At first glance, Sweet Tooth may seem like the perfect afternoon watch for young children – the title’s adorable, the protagonist is as cute as a button and a fun adventure will surely appeal to the masses. But be warned – Sweet Tooth isn’t afraid to veer to dark places, and when we say dark, we mean dark.

The moments of brutality and pure savagery in the series may come as a shock to viewers unfamiliar with the comic books. The hunt for hybrids instantly draws parallels with the constant persecution of mutants in the X-Men, while the depiction of a prejudiced society may prompt some TV fans to think of other fictional authoritarian regimes, such as Gilead in The Handmaid’s Tale.

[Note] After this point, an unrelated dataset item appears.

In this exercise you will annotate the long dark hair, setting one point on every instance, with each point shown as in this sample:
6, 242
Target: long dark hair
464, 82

Sweet Tooth feels like an amalgamation of several different stories and genres, with Gus’ team-up with the imposing Jepperd bearing a resemblance to Taika Waititi’s Hunt for the Wilderpeople. But while the transition from light-hearted to serious moments may feel incongruous at first, as the story progresses, the various pieces of the puzzle slot together to create a clear picture.

Will Forte and Christian Convery in Sweet Tooth
Gus’ father teaches him how to stay safe in a world full of threats (Picture: Courtesy of Netflix)

The moments of joy that Christian masterfully brings to the screen as Gus serve as a reminder that the hybrids being hunted are just children, who still retain their innocence in spite of the horrors they’ve witnessed in their lives.

Despite growing up learning that the entire world is a threat, Gus is still willing to take a step into the wilderness and see what life has in store for him. But he is not impervious to the dangers he was warned of, so young Sweet Tooth must use every tool at his disposal to survive.

Christian Convery and Nonso Anozie in Sweet Tooth
When facing danger, you definitely want Jepperd on your side (Picture: Kirsty Griffin/Netflix)

Verdict on Sweet Tooth

While at first impression Sweet Tooth may not appear too frightening a watch, the Netflix series draws on its source material to take viewers to an unflinchingly dark place, not shying away from depicting the cruelty of the dystopian world in which it is set.

Young Christian makes a star-making turn as Gus, brilliantly conveying the lead character’s daring streak, his innocence and his determination, all the while measuring up to his co-star Nonso in talent, albeit not in stature.

While there are several elements of the tale to keep up with, loose ends are tied up and storylines interweave in satisfying and sometimes unexpected ways.

Every single one of the eight episodes packs a huge adventure, one that will surely leave viewers hoping for another serving of Sweet Tooth.

Sweet Tooth season one is available to watch on Netflix.